I have a Map-only job that processes a large text file. Each line is analyzed and categorized. MultipleOutputs are used to output each category into separate files. Eventually all the data gets added to a Hive table dedicated to each category. My current workflow does the job but is a bit cumbersome. I am going to add a couple of categories, and thought I might be able to streamline line the process. I have a couple of ideas and was looking for some input.
Current Workflow:
- Map-only job divides large file into categories.

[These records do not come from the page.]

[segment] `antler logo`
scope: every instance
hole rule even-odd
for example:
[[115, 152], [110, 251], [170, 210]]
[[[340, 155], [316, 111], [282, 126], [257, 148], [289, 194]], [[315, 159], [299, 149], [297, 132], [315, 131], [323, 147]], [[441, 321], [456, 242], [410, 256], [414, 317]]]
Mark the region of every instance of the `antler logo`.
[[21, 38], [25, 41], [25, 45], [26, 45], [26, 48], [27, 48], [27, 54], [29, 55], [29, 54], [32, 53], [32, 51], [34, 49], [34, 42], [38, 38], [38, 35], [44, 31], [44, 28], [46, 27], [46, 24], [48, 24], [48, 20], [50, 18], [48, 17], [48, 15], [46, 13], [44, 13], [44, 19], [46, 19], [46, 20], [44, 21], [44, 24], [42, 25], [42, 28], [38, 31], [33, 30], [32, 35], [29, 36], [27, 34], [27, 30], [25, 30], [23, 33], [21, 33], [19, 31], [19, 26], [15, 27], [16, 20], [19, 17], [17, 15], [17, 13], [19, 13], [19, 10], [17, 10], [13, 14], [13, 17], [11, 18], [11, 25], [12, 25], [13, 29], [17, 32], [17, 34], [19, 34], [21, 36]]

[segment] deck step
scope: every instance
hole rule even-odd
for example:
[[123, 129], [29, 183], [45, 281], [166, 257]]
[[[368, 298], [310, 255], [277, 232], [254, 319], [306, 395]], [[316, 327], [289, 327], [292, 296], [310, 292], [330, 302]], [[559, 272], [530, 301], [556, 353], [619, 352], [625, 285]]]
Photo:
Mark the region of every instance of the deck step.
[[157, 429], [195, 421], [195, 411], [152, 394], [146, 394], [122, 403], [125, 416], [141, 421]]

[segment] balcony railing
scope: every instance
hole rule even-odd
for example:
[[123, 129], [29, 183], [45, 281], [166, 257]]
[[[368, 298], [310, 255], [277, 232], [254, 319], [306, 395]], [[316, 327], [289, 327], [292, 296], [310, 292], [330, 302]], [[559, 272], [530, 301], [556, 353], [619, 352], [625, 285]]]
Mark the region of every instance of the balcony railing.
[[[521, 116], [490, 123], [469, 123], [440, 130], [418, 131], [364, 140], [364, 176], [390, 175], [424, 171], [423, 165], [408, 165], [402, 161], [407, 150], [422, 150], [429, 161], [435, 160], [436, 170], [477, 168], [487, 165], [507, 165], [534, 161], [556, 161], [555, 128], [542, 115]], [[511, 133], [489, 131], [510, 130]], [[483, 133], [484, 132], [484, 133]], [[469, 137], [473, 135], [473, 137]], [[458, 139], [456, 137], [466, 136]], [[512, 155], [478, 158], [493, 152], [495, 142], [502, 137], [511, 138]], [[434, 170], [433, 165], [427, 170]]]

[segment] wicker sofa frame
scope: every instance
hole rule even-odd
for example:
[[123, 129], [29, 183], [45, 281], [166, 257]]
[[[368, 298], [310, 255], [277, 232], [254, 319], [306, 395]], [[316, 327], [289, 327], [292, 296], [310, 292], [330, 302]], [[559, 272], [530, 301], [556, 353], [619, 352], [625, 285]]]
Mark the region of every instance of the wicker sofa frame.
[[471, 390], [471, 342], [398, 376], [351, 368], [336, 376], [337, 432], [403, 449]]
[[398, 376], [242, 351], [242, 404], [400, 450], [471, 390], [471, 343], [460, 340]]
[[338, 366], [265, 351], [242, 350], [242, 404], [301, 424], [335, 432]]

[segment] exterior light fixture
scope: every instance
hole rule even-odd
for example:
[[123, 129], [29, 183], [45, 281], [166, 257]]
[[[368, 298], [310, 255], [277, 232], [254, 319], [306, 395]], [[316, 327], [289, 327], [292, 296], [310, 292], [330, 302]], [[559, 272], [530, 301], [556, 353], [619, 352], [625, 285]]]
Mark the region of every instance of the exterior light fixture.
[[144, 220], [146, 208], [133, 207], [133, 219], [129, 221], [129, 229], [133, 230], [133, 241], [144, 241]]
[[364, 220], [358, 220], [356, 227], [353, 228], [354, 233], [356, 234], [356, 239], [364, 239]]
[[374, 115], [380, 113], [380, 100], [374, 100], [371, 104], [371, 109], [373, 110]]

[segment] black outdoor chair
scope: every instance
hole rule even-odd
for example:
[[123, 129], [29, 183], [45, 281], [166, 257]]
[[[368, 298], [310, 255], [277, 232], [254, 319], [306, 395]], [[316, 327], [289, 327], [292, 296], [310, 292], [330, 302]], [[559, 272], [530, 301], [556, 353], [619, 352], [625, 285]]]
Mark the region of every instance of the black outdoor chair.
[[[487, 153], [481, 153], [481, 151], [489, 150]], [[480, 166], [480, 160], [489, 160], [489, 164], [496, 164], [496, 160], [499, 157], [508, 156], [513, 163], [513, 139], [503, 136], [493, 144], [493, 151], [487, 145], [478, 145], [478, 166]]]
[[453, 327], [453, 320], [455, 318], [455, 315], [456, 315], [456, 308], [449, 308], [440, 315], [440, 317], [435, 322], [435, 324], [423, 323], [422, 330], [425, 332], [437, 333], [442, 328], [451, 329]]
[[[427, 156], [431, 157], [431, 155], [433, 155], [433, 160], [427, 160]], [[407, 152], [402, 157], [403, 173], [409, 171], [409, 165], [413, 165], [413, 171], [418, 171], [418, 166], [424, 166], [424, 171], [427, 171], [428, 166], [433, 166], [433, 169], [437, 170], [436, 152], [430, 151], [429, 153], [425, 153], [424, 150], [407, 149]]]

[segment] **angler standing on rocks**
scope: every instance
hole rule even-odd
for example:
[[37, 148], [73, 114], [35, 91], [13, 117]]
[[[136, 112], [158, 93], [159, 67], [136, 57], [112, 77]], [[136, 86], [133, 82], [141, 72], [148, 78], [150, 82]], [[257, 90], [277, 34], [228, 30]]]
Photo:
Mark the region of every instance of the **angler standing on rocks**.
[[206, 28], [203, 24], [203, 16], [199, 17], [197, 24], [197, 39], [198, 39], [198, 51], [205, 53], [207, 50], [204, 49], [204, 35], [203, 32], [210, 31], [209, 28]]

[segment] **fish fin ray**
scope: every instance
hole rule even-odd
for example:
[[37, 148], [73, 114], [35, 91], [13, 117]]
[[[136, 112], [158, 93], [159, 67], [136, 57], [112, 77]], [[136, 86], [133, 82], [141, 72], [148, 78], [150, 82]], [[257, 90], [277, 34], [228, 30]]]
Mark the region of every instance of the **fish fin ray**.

The output looks like this:
-
categ1-m-00000
categ1-m-00001
categ1-m-00002
categ2-m-00000
categ2-m-00001
categ2-m-00002
categ3-m-00000
categ3-m-00001
categ3-m-00002
- An external (non-Hadoop) process copies the output files into separate directories for each category.
-
categ1/00000
categ1/00001
categ1/00002
categ2/00000
categ2/00001
categ2/00002
categ3/00000
categ3/00001
categ3/00002
- An external table is created for each category and then the data is inserted into the permanent Hive table for that category.
Possible new workflows
- Use Spark to loop through the output files, and based on the file name, insert the data into the appropriate permanent Hive table.
- Use HCatalog to insert the data into the permanent Hive table directly from the Mapper, or perhaps a Reducer or set of Reducers dedicated to each category.